Mumbai: In July, when online retailer Yebhi.com tied up with Indian Railway Catering and Tourism Corp. (IRCTC) to offer shopping services on the latter’s website, the largest e-commerce platform in India by traffic, it received its first order not from one of the metros, but from Chakradharpur in West Singhbhum district of Jharkhand.
The order for apparel and accessories gave Yebhi.com an inkling of where its next big set of customers would come from.
“The next story for online shopping is going to come from smaller towns in India,” said Manmohan Agarwal, chief executive and co-founder of Yebhi.com. “It is time to go beyond the tier II and III cities and go deeper into the real India where the consumer is waiting for us.”
Online retailers like Yebhi.com are witnessing increased growth in demand from non-metro cities and smaller towns as the Internet penetrates deeper and appetite for online shopping increases among non-urban consumers.
The number of active Internet users in India is around 120 million, up from 75 million in 2010, according to the Internet and Mobile Association of India.
Since tying up with IRCTC, Yebhi.com has seen an increase of 12% in orders from tier IV and tier V cities. The tie-up came from the realization that consumers in the smaller towns need to be serviced, Agarwal said.
The online retail industry in India is estimated to grow from $1 billion, around 0.2% of the total retail market, to $56 billion, or 6.5% of the market, by 2023, according to a September report by Technopak Advisors Pvt. Ltd, a New Delhi-based retail consultancy firm. Around 25% of the $1 billion online sales come from Tier II cities, according to the Technopak report.

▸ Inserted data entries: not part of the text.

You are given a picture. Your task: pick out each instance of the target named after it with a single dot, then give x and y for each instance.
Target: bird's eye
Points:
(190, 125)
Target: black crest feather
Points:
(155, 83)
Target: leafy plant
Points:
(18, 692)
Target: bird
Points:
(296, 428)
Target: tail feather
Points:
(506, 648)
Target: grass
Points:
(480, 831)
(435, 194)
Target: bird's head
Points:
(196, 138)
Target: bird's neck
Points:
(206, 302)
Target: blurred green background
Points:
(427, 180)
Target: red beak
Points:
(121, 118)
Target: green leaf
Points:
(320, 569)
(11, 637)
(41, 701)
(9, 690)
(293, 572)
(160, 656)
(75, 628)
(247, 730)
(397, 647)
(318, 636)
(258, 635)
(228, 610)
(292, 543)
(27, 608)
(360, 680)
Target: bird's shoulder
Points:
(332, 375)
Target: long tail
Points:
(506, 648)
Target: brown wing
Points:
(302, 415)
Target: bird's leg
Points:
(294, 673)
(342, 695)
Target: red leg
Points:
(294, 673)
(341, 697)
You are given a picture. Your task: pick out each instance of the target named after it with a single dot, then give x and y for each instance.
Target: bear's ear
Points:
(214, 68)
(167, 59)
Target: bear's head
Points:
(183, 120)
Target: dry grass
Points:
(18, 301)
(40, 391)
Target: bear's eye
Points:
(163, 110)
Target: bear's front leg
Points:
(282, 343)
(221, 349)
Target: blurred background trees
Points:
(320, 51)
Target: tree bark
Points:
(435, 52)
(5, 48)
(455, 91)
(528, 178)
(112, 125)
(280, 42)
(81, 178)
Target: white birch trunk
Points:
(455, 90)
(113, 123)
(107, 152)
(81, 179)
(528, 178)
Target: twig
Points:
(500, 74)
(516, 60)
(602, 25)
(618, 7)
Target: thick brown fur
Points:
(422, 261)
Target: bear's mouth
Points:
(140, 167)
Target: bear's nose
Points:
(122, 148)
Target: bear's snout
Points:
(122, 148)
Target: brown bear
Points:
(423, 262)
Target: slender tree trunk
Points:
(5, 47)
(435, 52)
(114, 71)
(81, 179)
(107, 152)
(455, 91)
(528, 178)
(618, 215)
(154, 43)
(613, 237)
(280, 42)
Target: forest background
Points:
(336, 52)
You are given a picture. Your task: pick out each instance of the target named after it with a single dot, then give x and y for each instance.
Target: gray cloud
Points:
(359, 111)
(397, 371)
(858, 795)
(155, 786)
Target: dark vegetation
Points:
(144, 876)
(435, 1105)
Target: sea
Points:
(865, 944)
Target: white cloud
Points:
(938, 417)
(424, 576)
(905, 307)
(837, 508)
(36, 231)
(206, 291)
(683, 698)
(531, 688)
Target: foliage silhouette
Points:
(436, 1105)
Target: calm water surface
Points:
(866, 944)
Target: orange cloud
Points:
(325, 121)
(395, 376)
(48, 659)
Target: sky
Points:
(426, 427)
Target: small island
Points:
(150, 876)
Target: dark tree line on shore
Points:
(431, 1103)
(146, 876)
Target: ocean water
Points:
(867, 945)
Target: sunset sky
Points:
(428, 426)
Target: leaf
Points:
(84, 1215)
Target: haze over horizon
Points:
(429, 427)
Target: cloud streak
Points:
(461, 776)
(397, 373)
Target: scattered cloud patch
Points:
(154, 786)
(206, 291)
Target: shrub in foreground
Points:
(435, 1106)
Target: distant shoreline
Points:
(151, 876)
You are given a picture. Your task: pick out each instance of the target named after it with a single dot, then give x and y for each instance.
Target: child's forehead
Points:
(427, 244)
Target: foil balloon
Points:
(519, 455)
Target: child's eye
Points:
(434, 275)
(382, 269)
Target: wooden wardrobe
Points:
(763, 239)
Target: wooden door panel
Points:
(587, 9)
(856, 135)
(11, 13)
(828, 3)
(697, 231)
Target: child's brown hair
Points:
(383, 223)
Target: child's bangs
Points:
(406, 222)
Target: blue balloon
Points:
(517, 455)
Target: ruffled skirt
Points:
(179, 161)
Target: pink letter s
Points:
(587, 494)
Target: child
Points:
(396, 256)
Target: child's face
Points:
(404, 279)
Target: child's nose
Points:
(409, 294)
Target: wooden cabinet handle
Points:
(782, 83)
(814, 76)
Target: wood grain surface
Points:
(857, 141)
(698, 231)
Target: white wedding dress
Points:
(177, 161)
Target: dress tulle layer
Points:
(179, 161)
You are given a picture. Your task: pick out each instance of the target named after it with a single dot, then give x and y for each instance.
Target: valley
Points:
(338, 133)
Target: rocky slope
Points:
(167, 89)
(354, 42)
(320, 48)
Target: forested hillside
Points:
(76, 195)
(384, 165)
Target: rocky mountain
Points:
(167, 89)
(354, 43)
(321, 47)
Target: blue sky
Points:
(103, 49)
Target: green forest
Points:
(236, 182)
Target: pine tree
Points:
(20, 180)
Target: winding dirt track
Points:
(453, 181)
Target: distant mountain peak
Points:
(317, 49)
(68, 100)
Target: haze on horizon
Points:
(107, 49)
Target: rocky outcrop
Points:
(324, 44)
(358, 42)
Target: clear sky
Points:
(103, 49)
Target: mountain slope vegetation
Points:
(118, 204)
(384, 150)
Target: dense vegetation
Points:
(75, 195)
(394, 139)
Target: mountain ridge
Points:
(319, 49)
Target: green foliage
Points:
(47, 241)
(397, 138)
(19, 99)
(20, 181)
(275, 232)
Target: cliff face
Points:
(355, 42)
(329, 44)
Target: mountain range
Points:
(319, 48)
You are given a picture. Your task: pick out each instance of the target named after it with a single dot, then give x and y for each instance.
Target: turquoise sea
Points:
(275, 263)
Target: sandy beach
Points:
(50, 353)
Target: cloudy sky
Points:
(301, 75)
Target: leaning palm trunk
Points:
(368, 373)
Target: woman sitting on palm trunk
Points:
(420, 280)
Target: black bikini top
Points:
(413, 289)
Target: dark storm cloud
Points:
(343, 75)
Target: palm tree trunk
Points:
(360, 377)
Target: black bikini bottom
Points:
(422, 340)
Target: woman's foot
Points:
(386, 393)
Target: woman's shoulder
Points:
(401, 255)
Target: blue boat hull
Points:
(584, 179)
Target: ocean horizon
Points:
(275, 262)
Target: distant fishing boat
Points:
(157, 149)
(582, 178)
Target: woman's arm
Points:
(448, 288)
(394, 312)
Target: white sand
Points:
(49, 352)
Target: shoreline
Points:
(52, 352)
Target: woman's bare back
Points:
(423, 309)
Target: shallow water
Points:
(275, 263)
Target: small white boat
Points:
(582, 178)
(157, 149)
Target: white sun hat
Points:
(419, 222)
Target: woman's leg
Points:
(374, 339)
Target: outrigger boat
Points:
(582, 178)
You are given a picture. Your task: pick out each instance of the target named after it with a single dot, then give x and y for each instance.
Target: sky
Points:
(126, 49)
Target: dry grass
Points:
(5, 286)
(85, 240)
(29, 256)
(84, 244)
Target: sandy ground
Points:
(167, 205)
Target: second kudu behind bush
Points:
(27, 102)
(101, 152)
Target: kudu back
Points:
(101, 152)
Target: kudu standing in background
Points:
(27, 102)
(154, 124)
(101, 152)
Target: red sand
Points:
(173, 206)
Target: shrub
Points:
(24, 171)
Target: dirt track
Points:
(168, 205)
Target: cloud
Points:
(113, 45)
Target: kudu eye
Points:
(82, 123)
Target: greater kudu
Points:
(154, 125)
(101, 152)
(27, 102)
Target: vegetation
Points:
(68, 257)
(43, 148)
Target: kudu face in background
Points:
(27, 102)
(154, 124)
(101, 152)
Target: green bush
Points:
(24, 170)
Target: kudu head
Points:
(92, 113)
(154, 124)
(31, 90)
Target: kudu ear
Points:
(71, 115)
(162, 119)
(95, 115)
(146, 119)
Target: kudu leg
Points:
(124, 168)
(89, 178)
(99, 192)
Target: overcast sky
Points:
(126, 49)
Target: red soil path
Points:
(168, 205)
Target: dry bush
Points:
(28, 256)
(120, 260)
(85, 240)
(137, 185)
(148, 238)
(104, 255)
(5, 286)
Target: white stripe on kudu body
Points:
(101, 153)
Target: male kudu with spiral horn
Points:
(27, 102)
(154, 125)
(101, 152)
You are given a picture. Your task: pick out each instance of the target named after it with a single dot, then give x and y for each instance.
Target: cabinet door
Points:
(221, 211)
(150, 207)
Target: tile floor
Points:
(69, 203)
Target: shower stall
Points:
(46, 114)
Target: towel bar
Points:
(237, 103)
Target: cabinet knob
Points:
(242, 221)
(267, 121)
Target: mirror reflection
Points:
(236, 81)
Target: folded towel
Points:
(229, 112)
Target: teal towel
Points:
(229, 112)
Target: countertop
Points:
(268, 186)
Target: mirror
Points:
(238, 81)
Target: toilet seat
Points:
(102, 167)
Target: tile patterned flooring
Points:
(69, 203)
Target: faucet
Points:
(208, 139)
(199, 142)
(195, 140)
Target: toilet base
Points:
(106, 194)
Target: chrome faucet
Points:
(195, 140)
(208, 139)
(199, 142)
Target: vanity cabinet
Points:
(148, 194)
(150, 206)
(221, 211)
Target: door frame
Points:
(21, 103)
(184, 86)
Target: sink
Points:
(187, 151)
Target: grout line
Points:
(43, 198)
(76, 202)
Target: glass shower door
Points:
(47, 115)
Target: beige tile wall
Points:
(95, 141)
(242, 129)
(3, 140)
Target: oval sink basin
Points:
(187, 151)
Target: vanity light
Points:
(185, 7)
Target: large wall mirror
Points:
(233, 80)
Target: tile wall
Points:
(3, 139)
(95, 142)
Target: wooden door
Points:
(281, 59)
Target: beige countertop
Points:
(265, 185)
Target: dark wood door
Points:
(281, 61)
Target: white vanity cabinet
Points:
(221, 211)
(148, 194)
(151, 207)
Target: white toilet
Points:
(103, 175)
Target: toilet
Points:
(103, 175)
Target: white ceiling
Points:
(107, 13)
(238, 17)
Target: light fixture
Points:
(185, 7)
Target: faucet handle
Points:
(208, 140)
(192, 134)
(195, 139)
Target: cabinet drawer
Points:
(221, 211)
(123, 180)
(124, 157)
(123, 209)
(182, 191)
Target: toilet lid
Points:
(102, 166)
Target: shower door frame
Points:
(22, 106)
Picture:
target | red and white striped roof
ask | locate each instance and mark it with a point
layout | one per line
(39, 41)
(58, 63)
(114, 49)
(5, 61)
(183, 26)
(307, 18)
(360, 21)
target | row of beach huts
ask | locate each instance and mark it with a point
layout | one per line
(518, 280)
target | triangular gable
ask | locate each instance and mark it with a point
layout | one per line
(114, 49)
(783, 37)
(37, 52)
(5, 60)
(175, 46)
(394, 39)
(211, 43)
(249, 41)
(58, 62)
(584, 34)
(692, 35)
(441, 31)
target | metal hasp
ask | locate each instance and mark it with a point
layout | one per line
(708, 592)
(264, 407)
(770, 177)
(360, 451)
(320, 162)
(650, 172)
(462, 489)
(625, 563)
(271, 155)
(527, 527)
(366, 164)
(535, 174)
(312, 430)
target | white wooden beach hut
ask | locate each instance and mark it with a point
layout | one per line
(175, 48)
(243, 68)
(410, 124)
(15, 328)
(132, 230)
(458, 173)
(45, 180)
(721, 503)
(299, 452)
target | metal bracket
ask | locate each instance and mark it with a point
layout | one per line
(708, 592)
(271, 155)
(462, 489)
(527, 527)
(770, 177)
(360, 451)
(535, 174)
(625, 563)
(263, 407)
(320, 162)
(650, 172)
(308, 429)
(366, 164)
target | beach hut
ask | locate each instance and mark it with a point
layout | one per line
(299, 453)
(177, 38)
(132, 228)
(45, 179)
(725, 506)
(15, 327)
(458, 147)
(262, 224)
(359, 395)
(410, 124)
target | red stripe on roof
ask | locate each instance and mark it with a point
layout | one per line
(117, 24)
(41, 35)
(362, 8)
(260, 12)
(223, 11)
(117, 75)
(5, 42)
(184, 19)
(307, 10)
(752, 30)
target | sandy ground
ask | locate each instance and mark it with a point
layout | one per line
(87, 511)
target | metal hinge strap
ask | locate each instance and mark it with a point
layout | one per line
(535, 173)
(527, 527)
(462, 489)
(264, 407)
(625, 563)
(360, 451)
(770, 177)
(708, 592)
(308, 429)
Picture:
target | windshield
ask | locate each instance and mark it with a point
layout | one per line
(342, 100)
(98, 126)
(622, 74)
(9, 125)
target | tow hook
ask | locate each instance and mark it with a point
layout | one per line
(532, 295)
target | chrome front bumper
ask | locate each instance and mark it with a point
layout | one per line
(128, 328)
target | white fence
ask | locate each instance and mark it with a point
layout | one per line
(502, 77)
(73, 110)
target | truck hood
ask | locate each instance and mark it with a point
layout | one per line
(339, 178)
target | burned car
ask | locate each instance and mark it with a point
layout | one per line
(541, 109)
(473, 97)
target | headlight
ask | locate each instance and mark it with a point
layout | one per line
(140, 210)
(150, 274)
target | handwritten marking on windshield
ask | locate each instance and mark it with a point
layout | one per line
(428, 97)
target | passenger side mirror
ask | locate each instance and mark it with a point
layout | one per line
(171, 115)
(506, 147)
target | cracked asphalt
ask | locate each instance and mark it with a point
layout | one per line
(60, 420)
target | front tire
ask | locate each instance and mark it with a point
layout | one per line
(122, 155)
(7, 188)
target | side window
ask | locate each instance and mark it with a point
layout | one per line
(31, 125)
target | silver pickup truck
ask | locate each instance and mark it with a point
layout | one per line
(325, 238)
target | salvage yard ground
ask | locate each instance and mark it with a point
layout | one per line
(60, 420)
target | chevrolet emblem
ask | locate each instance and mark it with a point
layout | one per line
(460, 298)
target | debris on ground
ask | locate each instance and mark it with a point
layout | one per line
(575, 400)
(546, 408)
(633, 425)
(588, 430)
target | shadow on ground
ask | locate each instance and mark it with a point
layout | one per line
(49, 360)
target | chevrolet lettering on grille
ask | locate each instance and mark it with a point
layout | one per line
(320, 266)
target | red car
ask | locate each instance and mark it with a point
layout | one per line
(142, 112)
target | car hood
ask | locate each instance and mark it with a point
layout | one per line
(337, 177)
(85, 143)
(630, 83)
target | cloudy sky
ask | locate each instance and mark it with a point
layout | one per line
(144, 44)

“Aspirations of consumers in small cities and towns (beyond the Top 15) are increasingly converging with the aspirations of consumers in metros and mini-metros,” the Technopak report said.
Increasing exposure and affordability are driving demand from small towns and limited penetration of branded brick-and-mortar stores has created “a sweet spot for alternate retail channels to grow and thrive”.
Binny Bansal, co-founder and chief operating officer of online retailer Flipkart, said e-commerce will become a daily habit in 6-8 years, with people buying almost everything (not just one or two product categories) on the web.
“We are seeing that sales from tier II and III cities are fast catching up with sales from the metros and tier I cities. Growth in business from tier II and III cities is mostly due to the increasing use of Internet on the mobile,” Bansal said.
Jabong.com, another online shopping website, generates 50-60% of its sales from small towns, founder Arun Chandra Mohan said in a recent interview. “These are not the top 45 cities, but the next rung after that,” he said.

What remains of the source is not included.